This is an automated email from the ASF dual-hosted git repository.

mani pushed a commit to branch master
in repository https://gitbox.apache.org/repos/asf/yunikorn-core.git


The following commit(s) were added to refs/heads/master by this push:
     new f83134b0 [YUNIKORN-1920] headroom with parent queue usage (#620)
f83134b0 is described below

commit f83134b0776bef792141085d23d37295140587cd
Author: Wilfred Spiegelenburg <[email protected]>
AuthorDate: Tue Aug 29 12:39:41 2023 +0530

    [YUNIKORN-1920] headroom with parent queue usage (#620)
    
    Headroom needs to take into account the usage in each queue and not
    assume that the full max resource is available if the queue is not the
    leaf queue.
    Add a queue traker object for any queue that is not found while
    traversing the hierarchy.
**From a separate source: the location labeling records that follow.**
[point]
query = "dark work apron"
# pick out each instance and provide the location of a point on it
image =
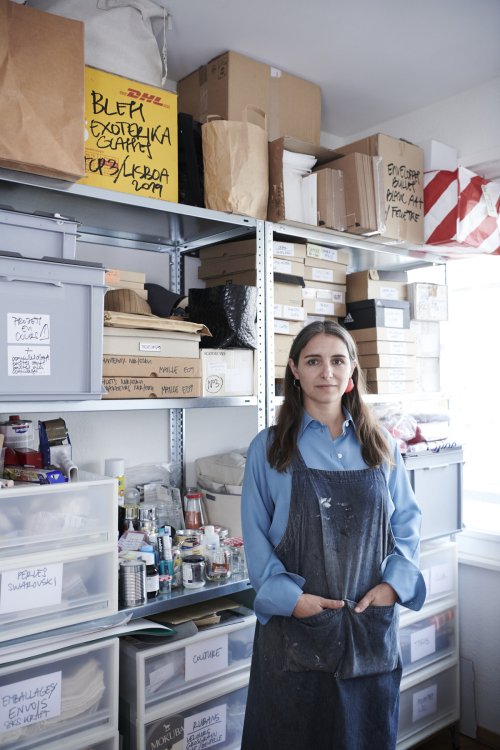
(330, 681)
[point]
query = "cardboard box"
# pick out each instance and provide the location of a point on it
(213, 268)
(41, 92)
(142, 157)
(137, 341)
(132, 387)
(227, 372)
(333, 254)
(276, 209)
(374, 284)
(370, 313)
(402, 175)
(151, 367)
(428, 301)
(231, 83)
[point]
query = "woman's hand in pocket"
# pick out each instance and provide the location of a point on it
(310, 604)
(382, 595)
The user/group has an application running in
    that queue and will add usage at some point.
    
    Add tests to cover usage and max with different resource types set.
    
    Closes: #620
    
    Signed-off-by: Manikandan R <[email protected]>
---
 pkg/scheduler/ugm/group_tracker.go      |   4 +-
 pkg/scheduler/ugm/queue_tracker.go      |  36 +++++------
 pkg/scheduler/ugm/queue_tracker_test.go | 110 +++++++++++++++++---------------
 pkg/scheduler/ugm/user_tracker.go       |   4 +-
 4 files changed, 81 insertions(+), 73 deletions(-)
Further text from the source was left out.